The other area that we need to look at quite seriously - and MEC Cele spoke about this - is the visitation of victims. Part of what you discover when you visit those victims is that most of them don't even know anything about the Road Accident Fund. Now, as you leave here and fill up your car, 64 cents per litre of the cost of that fuel goes to the Road Accident Fund. It is supposed to be a very standard insurance. It is an institutionalised insurance that is supposed to ensure that a person injured on our roads does get paid compensation. We cannot have a situation where, on the one extreme, the Road Accident Fund has just paid R500 million to a Swiss national, while on the other, people cannot get paid R50 000 or even R25 000. They actually get nothing. There is something seriously at fault with that. Of the R11 billion that was budgeted for the current year, R2,5 billion went to the lawyers specifically, and R900 million went to the doctors that actually attended to the people who were injured on the roads. So, of the whole R11 billion, only R900 million was actually paid out to settle doctors' bills. There is something that we need to correct about this.

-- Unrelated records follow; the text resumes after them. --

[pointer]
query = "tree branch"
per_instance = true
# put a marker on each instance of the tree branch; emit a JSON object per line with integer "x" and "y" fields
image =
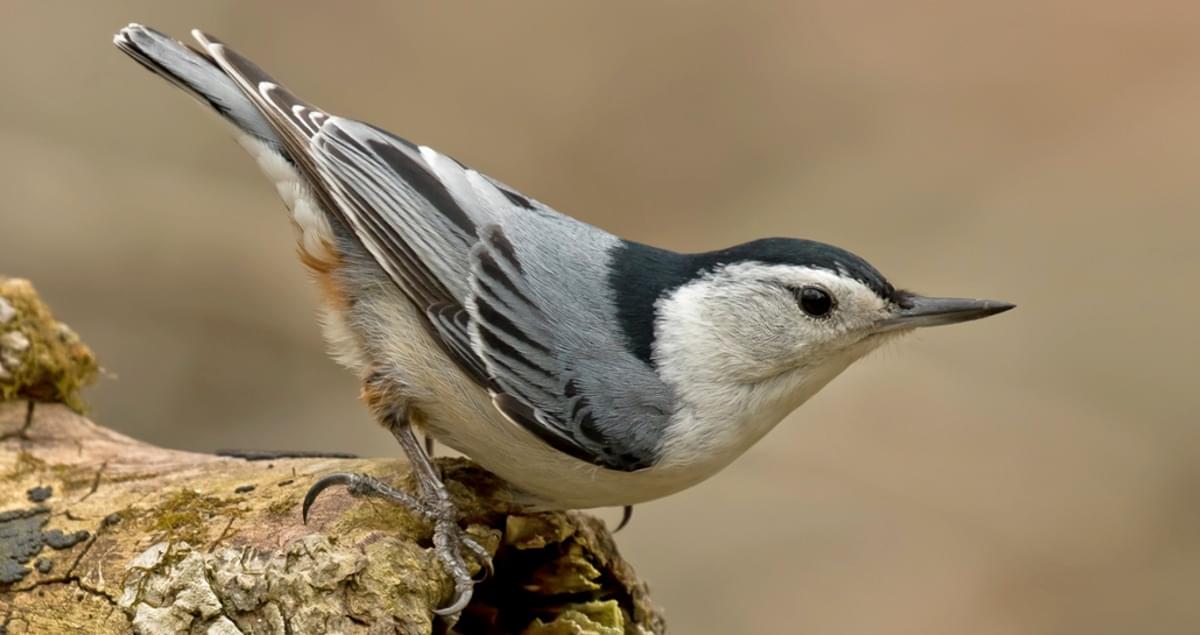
{"x": 102, "y": 533}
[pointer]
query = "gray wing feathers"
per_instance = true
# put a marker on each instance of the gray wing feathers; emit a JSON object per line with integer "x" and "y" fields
{"x": 534, "y": 324}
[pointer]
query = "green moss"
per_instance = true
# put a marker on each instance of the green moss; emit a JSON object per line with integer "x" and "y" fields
{"x": 281, "y": 507}
{"x": 52, "y": 364}
{"x": 185, "y": 515}
{"x": 588, "y": 618}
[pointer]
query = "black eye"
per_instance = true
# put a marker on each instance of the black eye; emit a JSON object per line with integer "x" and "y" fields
{"x": 815, "y": 301}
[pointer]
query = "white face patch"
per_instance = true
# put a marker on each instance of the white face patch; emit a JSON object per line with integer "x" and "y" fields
{"x": 741, "y": 353}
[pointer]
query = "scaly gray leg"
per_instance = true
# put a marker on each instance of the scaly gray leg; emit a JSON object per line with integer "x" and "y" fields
{"x": 450, "y": 541}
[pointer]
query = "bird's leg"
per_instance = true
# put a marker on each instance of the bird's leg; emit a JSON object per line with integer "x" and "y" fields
{"x": 433, "y": 503}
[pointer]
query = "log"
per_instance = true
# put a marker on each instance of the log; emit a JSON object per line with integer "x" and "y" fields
{"x": 102, "y": 533}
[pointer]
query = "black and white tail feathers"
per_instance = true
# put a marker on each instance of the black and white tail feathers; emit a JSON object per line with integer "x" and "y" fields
{"x": 198, "y": 76}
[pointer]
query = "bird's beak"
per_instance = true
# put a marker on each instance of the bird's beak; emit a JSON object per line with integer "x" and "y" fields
{"x": 916, "y": 311}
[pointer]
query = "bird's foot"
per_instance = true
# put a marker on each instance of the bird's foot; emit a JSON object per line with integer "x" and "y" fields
{"x": 451, "y": 543}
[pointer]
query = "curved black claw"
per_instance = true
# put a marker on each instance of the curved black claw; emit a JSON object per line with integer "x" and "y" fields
{"x": 481, "y": 556}
{"x": 360, "y": 485}
{"x": 627, "y": 513}
{"x": 324, "y": 483}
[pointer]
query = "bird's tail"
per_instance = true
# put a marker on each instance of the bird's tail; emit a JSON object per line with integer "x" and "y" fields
{"x": 198, "y": 76}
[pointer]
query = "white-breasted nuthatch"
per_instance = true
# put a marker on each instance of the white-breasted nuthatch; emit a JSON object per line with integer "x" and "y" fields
{"x": 583, "y": 369}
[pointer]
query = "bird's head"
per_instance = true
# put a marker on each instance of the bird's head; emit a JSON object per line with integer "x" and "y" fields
{"x": 773, "y": 321}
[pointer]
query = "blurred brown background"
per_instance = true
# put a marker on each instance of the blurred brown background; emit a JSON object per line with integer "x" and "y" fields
{"x": 1032, "y": 473}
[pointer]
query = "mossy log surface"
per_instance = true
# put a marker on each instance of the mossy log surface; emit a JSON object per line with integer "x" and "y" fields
{"x": 101, "y": 533}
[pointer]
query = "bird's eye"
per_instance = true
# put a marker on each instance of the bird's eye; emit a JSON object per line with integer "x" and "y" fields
{"x": 815, "y": 301}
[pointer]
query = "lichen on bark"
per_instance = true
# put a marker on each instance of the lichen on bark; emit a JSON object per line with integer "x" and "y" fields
{"x": 101, "y": 533}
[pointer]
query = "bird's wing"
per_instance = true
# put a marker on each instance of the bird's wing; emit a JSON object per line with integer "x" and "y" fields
{"x": 381, "y": 186}
{"x": 532, "y": 384}
{"x": 433, "y": 227}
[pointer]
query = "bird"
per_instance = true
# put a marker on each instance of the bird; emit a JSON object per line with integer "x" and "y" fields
{"x": 583, "y": 369}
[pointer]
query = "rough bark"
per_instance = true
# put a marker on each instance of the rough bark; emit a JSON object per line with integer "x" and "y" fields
{"x": 101, "y": 533}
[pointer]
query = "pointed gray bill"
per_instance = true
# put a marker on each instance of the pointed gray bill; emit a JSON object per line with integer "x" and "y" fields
{"x": 917, "y": 311}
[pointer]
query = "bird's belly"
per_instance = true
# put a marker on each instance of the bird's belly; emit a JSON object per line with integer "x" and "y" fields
{"x": 460, "y": 414}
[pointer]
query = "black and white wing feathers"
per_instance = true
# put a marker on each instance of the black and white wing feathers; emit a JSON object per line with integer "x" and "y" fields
{"x": 431, "y": 226}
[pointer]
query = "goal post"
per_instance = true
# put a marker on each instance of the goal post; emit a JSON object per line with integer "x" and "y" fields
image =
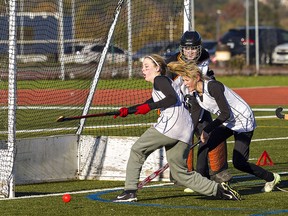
{"x": 76, "y": 60}
{"x": 7, "y": 153}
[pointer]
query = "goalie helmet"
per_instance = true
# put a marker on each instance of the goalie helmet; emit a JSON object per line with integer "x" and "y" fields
{"x": 191, "y": 40}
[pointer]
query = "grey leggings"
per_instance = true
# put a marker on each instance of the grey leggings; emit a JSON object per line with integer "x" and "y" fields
{"x": 176, "y": 153}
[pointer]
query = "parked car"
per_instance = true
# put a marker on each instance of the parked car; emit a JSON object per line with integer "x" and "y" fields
{"x": 92, "y": 53}
{"x": 269, "y": 38}
{"x": 69, "y": 56}
{"x": 163, "y": 48}
{"x": 280, "y": 54}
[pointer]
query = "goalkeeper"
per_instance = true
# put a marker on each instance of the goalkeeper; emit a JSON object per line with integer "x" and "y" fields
{"x": 191, "y": 50}
{"x": 173, "y": 131}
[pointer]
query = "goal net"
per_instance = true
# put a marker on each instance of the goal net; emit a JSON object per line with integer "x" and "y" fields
{"x": 77, "y": 58}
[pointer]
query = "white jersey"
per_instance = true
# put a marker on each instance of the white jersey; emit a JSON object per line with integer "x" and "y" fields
{"x": 175, "y": 121}
{"x": 241, "y": 116}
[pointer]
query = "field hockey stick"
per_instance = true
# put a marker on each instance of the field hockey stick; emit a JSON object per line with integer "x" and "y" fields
{"x": 152, "y": 176}
{"x": 280, "y": 115}
{"x": 63, "y": 118}
{"x": 159, "y": 171}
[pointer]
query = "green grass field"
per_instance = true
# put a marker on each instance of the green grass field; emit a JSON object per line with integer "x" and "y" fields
{"x": 271, "y": 135}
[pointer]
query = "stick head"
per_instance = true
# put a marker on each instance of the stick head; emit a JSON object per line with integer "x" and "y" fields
{"x": 60, "y": 119}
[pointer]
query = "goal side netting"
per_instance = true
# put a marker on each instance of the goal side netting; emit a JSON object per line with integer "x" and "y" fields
{"x": 74, "y": 58}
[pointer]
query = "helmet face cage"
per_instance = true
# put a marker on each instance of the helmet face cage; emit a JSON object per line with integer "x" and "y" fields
{"x": 192, "y": 40}
{"x": 197, "y": 48}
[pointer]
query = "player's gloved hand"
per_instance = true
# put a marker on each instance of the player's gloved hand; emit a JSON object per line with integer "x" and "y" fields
{"x": 123, "y": 112}
{"x": 188, "y": 101}
{"x": 142, "y": 109}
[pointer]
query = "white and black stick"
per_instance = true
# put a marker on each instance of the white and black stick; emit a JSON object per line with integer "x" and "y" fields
{"x": 159, "y": 171}
{"x": 280, "y": 115}
{"x": 63, "y": 118}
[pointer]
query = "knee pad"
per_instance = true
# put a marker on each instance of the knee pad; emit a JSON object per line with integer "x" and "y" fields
{"x": 218, "y": 158}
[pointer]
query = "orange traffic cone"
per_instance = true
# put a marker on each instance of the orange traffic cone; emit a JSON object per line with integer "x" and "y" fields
{"x": 264, "y": 160}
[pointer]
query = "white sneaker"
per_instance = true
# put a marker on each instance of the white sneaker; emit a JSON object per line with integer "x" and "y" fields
{"x": 188, "y": 190}
{"x": 270, "y": 185}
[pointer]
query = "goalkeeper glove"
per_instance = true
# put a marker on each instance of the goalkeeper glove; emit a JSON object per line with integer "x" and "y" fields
{"x": 123, "y": 112}
{"x": 142, "y": 109}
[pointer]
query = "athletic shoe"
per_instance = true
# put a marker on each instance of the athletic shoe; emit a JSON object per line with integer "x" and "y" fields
{"x": 188, "y": 190}
{"x": 126, "y": 196}
{"x": 224, "y": 191}
{"x": 270, "y": 185}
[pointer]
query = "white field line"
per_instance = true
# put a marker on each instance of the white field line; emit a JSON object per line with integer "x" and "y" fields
{"x": 110, "y": 107}
{"x": 102, "y": 126}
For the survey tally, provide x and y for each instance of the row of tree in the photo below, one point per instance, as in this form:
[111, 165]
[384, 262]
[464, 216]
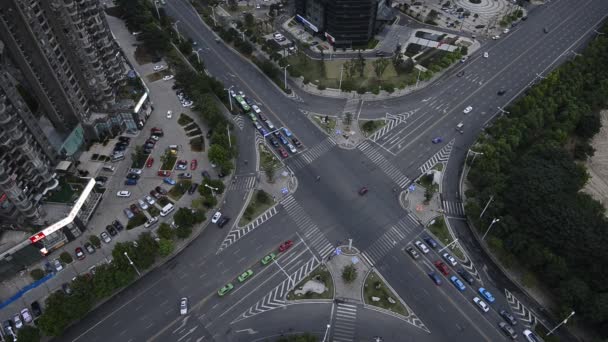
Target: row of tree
[530, 167]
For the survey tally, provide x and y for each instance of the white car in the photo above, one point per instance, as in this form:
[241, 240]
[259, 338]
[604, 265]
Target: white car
[422, 247]
[183, 306]
[216, 217]
[450, 259]
[142, 204]
[481, 304]
[123, 193]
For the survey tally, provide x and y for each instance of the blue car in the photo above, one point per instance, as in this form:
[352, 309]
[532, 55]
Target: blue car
[486, 294]
[459, 285]
[435, 278]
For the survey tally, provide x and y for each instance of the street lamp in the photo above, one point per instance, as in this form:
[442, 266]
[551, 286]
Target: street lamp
[562, 322]
[285, 73]
[489, 227]
[132, 264]
[326, 332]
[230, 97]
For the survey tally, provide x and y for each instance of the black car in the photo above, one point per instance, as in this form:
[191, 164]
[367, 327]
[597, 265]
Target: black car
[508, 317]
[274, 142]
[133, 176]
[111, 230]
[466, 276]
[118, 225]
[36, 309]
[222, 222]
[89, 248]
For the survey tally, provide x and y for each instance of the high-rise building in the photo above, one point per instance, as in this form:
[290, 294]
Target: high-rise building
[59, 67]
[345, 23]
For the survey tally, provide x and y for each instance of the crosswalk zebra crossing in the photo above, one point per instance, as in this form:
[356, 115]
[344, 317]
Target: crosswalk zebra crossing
[372, 153]
[276, 297]
[399, 231]
[236, 234]
[316, 240]
[239, 120]
[242, 183]
[453, 208]
[304, 158]
[441, 156]
[345, 323]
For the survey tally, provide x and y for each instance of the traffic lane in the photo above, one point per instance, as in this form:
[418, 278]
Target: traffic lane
[432, 304]
[292, 319]
[224, 59]
[334, 203]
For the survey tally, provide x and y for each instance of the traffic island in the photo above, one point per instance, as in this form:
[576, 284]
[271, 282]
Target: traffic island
[377, 293]
[318, 285]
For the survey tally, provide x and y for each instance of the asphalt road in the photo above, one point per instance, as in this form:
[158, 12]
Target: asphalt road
[332, 210]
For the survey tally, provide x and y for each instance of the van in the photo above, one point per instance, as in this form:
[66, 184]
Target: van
[167, 209]
[117, 158]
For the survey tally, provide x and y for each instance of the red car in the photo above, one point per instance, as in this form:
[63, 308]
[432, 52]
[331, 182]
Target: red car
[285, 246]
[79, 253]
[283, 153]
[442, 267]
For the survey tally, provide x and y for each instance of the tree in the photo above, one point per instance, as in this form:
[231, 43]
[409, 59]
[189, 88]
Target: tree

In conclusion, the issue of 2010 is really an opportunity to thank the members for their contribution and to say that public transport must indeed be one of the key legacies of 2010. That legacy cannot just be urban; it must cover the whole country. It is quite an important thing to do. We want to take the opportunity to thank the portfolio committee and the study groups. It is clear that we need to continue working the way we have, because there is so much to be done in this Department of Transport. We want to assure you that, as we roll it out for 2010, the key feature of our preparations will be the public participation of as many of ourselves as is possible. The department wants to ensure that.
One of the key aspects that we will discuss between ourselves and the provinces is ensuring that every school and every clinic is reachable by road. By 2009-10 there should be no longer a school or a clinic that can't be reached because the road doesn't reach there. So the construction of rural roads is one of the main tasks of making this country a developed country. Thank you very much for the participation. [Applause.]
Debate concluded.
Business suspended at 10:44 and resumed at 14:02.